For 2014 has no doubt been an annus horribilis for the Japanese electronics manufacturer, whose fate seemingly has echoed the country’s economic woes.

At the beginning of the year, Sony’s debt rating was downgraded to junk status by credit rating agency Moody’s, amid worries that its earnings would remain “weak and volatile,” and profits would continue to tumble. Soon thereafter, the company announced that it would retreat from the PC business and stop producing its Vaio line of laptops and computers. The company that once rocked the world by redefining youth culture with the Walkman and then charmed it with its Aibo robot dog no longer had any mega-hits that could compete with either Apple or Samsung.

One exception to the string of disappointments had been Sony’s foray into Hollywood.

Founded in 1991 after Sony acquired Coca-Cola’s stake in Columbia Pictures, Sony Pictures Entertainment was initially greeted warily by the movie industry, skeptical of the ability of a Japanese conglomerate to become a powerhouse of cinematography. Over the years, however, Sony Pictures has become the group’s crowning glory, with blockbusters like Spiderman and Men in Black adding much-needed glamor to the parent company. The cancellation of The Interview’s opening on Christmas Day has been a particularly big blow to the company, and not just because it could lose as much as $100 million in box office sales worldwide, according to some industry analysts.
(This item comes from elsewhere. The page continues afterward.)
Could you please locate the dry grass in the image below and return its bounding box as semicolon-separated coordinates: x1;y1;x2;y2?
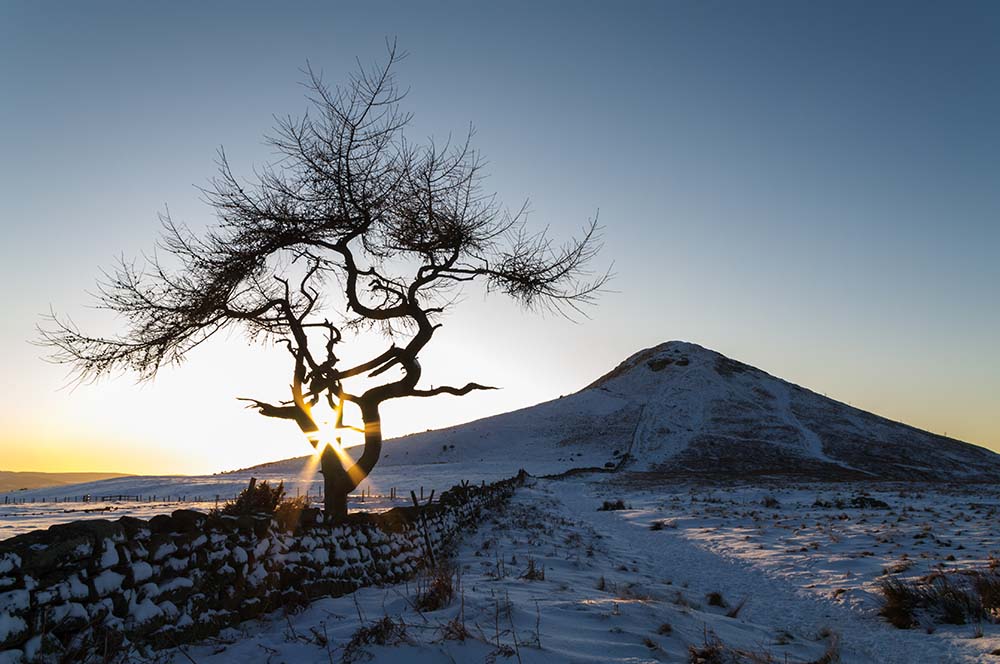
878;570;1000;629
For one, the massive and widely publicized hack by North Korea supporters – or by the government itself – has exposed corporate management’s pettiness and arrogance, not to mention some gross inequality. Moreover, given the sheer volume and nature of the information that was revealed, it will be no easy feat for the company to recover from the loss of data and exposure of weaknesses, or from the negative impact on its corporate culture.

More devastating, though, is the revelation that Sony’s management in Tokyo was actively engaged with executives at Sony Entertainment’s Culver City headquarters in the creative process. While the studio has proclaimed autonomy from the Japanese parent company, email exchanges revealed by the hack clearly show that CEO Kazuo Hirai himself was fully immersed in the editing process, trying to tone down the final scenes of Kim Jong-un’s demise as he fretted about how the portrayal could further damage relations between Japan and North Korea.

Still, this could be an opportunity for Sony to recast itself as a company that actually is sensitive to the power of entertainment, and that does not take to wielding its soft power lightly. Much as Sony could be accused of caving in to North Korean pressure, it could equally recast itself as the company that is sensitive to the repercussions of its works, and is not willing to risk exposing people to potential terrorist threats for profit.

After all, Hollywood always loves a comeback kid, someone who can defeat the odds, and Sony could well be in a position to do just that. Heeding Mitt Romney’s advice and showing The Interview online for contributions to an Ebola fund could certainly win over a new generation of fans.

Shihoko Goto is the senior Northeast Asia associate at the Woodrow Wilson International Center for Scholars’ Asia Program based in Washington DC.